Ontario Brain Institute, Toronto, Canada.
Peter Munk Cardiac Centre and Heart and Stroke Richard Lewar Centre, University of Toronto, Toronto, Canada.
Sci Rep. 2024 May 20;14(1):11437. doi: 10.1038/s41598-024-61721-z.
This study shows that we can use synthetic cohorts created from medical risk calculators to gain insights into how risk estimations, clinical reasoning, data-driven subgrouping, and the confidence in risk calculator scores are connected. When prediction variables aren't evenly distributed in these synthetic cohorts, they can be used to group similar cases together, revealing new insights about how cohorts behave. We also found that the confidence in predictions made by these calculators can vary depending on patient characteristics.
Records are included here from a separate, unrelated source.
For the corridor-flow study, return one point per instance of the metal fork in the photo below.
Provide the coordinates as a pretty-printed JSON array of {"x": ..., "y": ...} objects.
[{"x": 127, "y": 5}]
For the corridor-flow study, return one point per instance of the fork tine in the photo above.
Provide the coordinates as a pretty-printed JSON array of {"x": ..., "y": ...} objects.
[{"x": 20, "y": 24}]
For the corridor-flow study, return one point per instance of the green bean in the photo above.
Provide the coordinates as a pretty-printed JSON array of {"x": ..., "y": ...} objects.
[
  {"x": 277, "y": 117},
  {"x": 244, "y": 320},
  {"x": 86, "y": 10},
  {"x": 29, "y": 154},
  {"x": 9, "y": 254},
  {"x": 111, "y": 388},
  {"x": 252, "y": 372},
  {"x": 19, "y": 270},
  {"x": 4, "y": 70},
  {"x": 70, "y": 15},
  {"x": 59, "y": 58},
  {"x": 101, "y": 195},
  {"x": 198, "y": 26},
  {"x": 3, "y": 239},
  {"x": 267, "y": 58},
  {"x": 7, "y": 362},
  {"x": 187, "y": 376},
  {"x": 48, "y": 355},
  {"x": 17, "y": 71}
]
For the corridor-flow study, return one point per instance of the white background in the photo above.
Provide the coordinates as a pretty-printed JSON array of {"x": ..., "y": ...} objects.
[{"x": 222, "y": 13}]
This suggests that it might be beneficial to include a "normalized confidence" score in future versions of these calculators for healthcare professionals. We plan to explore this idea further in our upcoming research.
本研究表明,我们可以使用基于医疗风险计算器创建的合成队列,深入了解风险评估、临床推理、基于数据的亚组划分以及对风险计算器评分的信心之间的关系。当预测变量在这些合成队列中分布不均匀时,可以使用它们将相似的病例分组在一起,从而揭示有关队列行为的新见解。我们还发现,这些计算器的预测置信度可能因患者特征而异。这表明,在未来版本的这些计算器中包含“标准化置信度”评分可能对医疗保健专业人员有益。我们计划在即将进行的研究中进一步探讨这个想法。